DBpedia Spotlight Project Ideas - for Google Summer of Code 2012

DBpedia Spotlight took part on GSoC2012 with 4 students, who did a great job in implementing some of the ideas that were discussed in this page. Take a look at their projects or read the descriptions on Google Melange.

DBpedia Spotlight will apply to GSoC 2013 in conjunction with the DBpedia project.

TODO: fix links and delete finished tasks


Introduction

Linked Data has been revolutionizing the way applications interact with the Web. While the Web2.0 technologies opened up much of the "guts" of websites for third-parties to reuse and repurpose data on the Web, they still require that developers create one client per target API. With Linked Data technologies, all APIs are interconnected via standard Web protocols and languages.

DBpedia is a project aiming at exposing knowledge from Wikipedia as Linked Data. One can navigate this Web of facts with standard Web browsers, automated crawlers or select subsets with SQL-like query languages (e.g. SPARQL). DBpedia exists in 97 different languages, and is interlinked with many other databases such as Freebase, New York Times, CIA Factbook, etc.

This new Web of interlinked databases provides useful knowledge that can complement the textual Web in many ways. See, for example, how bloggers tag their posts or assign them to categories in order to organize and interconnect their blog posts. Or see how BBC has created the World Cup 2010 website by interconnecting textual content and facts from their knowledge base. By the way, they use DBpedia.

DBpedia Spotlight is an open source (Apache license) text annotation tool that connects text to Linked Data by marking names of things in text (we call that Spotting) and selecting between multiple interpretations of these names (we call that Disambiguation).
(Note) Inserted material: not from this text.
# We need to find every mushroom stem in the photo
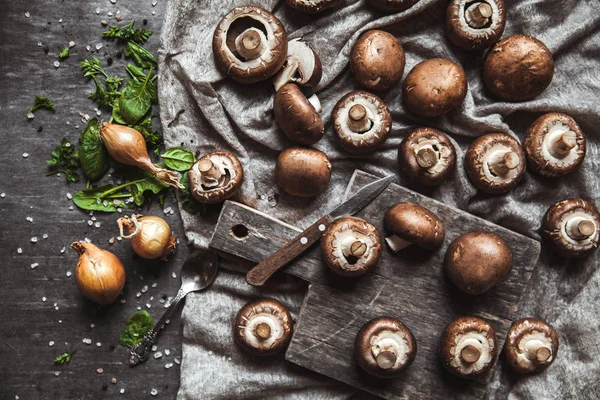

For example, "Washington" can be interpreted in more than 50 ways including a [state](http://en.wikipedia.org/wiki/Washington_(state\)), a government or a person. You can already imagine that this is not a trivial task, especially when we're talking 3.64 million "things" of 320 different "types" with over half a billion "facts" (July 2011).

But we think we're doing quite well. And we could use your help to do even better!

Project Ideas

Here is an initial set of topics:

  • Feedback incorporation: there are software clients for DBpedia Spotlight that allow users to annotate their blogs in Wordpress, or even to suggest new links in Wikipedia. When a user chooses a suggestion, or fixes an incorrect annotation produced by DBpedia Spotlight, this is valuable feedback information that should be incorporated by the system to learn from its mistakes. You could work on clients that let users fix the wrong annotations, and/or in the backend that stores that in the system to relearn the annotator.
  • Spotting: There are many strategies that one could use to identify "names of things" in text. An easy one is using a dictionary of names and well-known string matching algorithms. Other approaches include detecting "important phrases" based on their occurrence statistics (keyphrase extraction), or learning patterns to detect specific types of entities (Named Entity Recognition), etc. We have implemented a few of these: Named Entity Recognition, Keyphrase Extraction, N-Grams, Lexicon-based, etc. You could extend the comparison of approaches, and create a solution to run multiple of them and choose the best assignment in the end, considering overlaps. Take a look at Sequence Labeler
  • Disambiguation: our disambiguation algorithm chooses the most likely "interpretation" for a name based on the words that occur around that name in a paragraph. We weigh these worlds according to how frequently they occurred with each of the possible interpretations, using a scoring function we call Inverse Candidate Frequency (ICF). Our current implementation is based on Lucene, and does too many unnecessary reads in order to achieve its functionality. You could work on a faster implementation of ICF using Lucene, or you could propose other solutions based on key-value stores, relational databases, etc. Consider a HSQL solution, Project Voldemort, among others.
  • Text formats: text may come in a variety of formats, e.g. plain, HTML, PDF, etc. To make DBpedia Spotlight a general tool for text annotation, it would be great to deal with various input/output formats. You would start with HTML. It will be important to find the main text passage in a page. This can be done using existing frameworks or self-developed methods. Apache Tika is a starting point. See also BoilerPipe for HTML and LA-PDFText for PDF.
  • Internationalization: do you speak another language besides English? Would you like to help us to enable DBpedia Spotlight in other languages? We've started in that direction, but there are many ways in which you could still contribute.
  • More knowledge from Freebase: DBpedia Spotlight currently allows users to use the Freebase types to select which kinds of output they would like to display or ignore. However, Freebase has much more knowledge than just their types, and all of that information can be integrated in the disambiguation process of DBpedia Spotlight. This includes categories such as "arts & entertainment", "science and technology", etc. as well as relationships between entities.
  • Better support for short messages: DBpedia Spotlight has been used to annotate tweets by a few applications. Tweets are a tough case because the messages are short and the language is unconventional. We have provided initial integration with Twarql to enable streaming annotation of tweets. Exploring ways to enhance the speed and/or quality of annotation in this setting would make a really interesting project.
  • Integration with other software stacks: many applications are based on larger software stacks such as Apache UIMA. DBpedia Spotlight can also be integrated with these stacks to support those applications.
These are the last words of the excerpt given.